My favorite criticism would be T.S. Eliot's. He explicitly states certain aspects of the book I didn't clearly understand or knew during the book. Most of all, he talked a lot about how the book was influenced by Twain himself. Also, when many of the criticisms judged Twain or rather, Huck Finn, Eliot simply states that Twain was just writing from the vantage point of an observer. He allows us to judge for ourselves whether the book was good or bad; he was objective in his book's depiction of the antebellum south. Eliot also talks about the river as an archetypal device and Huck and Jim in relation to another. While many other critics talk about each other as separate entities, Eliot believes that they were ultimately one entity in the sense that the two of them formed the book and they would be incomplete without each other.
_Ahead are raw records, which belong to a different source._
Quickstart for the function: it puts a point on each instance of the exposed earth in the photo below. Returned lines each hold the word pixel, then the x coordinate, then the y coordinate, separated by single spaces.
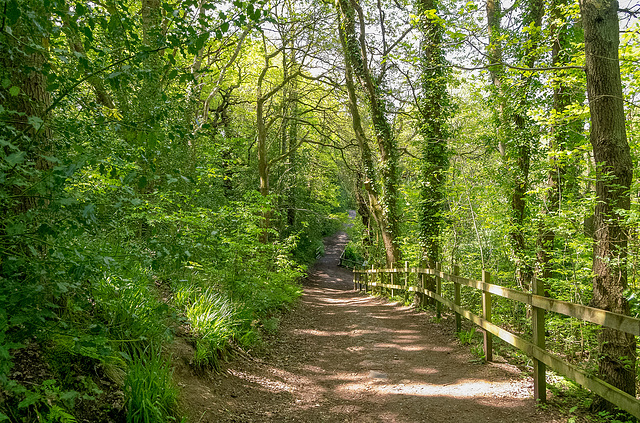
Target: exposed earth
pixel 341 356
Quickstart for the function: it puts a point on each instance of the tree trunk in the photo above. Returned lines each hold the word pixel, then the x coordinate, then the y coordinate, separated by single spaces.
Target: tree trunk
pixel 614 172
pixel 383 206
pixel 435 110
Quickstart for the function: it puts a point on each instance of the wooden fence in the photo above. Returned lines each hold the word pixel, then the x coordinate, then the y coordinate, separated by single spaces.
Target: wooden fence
pixel 348 263
pixel 398 279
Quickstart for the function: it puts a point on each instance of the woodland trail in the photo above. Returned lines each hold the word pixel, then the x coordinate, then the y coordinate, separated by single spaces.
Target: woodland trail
pixel 344 357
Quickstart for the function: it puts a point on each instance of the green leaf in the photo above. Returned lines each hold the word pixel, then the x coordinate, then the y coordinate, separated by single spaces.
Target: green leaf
pixel 15 158
pixel 13 13
pixel 35 121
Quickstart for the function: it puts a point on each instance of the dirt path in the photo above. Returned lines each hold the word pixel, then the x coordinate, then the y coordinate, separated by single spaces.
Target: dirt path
pixel 344 357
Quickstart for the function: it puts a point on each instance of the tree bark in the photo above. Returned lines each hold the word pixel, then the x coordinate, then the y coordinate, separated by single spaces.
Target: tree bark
pixel 435 110
pixel 614 173
pixel 384 205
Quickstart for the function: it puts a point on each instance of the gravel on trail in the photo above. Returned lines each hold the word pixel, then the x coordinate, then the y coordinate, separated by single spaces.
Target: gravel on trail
pixel 341 356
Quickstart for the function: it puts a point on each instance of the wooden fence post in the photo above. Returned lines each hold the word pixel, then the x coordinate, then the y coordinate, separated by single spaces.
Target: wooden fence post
pixel 539 368
pixel 406 281
pixel 422 296
pixel 392 279
pixel 438 291
pixel 456 298
pixel 486 314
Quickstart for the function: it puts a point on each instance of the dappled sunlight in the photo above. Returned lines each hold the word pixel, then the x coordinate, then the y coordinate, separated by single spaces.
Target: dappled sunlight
pixel 464 389
pixel 345 357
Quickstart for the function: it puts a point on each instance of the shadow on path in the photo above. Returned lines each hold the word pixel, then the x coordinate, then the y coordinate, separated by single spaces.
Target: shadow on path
pixel 344 357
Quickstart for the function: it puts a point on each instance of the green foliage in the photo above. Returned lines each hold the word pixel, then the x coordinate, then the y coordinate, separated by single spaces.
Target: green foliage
pixel 466 336
pixel 150 393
Eliot forms a rather sympathetic view on Jim because he's been through so much "bear, and bear along, the responsibility of a man."
Friday, February 10, 2012
Huck Finn: Mark Twain drops the N-bomb
I find it quite amusing that some of the criticisms were centered around his use of the n bomb and made it into a huge controversy. I don't think that it's serious because the book isn't a racist book; it's simply depicting what life was like back in the south when slavery still existed: raw and unedited. Afterall, we should experience history just as it is and not sugar-coated. Even history books can be bias. We're socially conditioned to think certain things and I think that was most of what Twain was depicting in Huck Finn. Huck, as a child, is questioning the social dogma around him because he's been condition to think that blacks are second-class citizens and the aspects of religion, specifically Christianity. However in the end, he's unwilling to accept that and I think that's what makes the book great. Accept things that you like and not what you're forced to.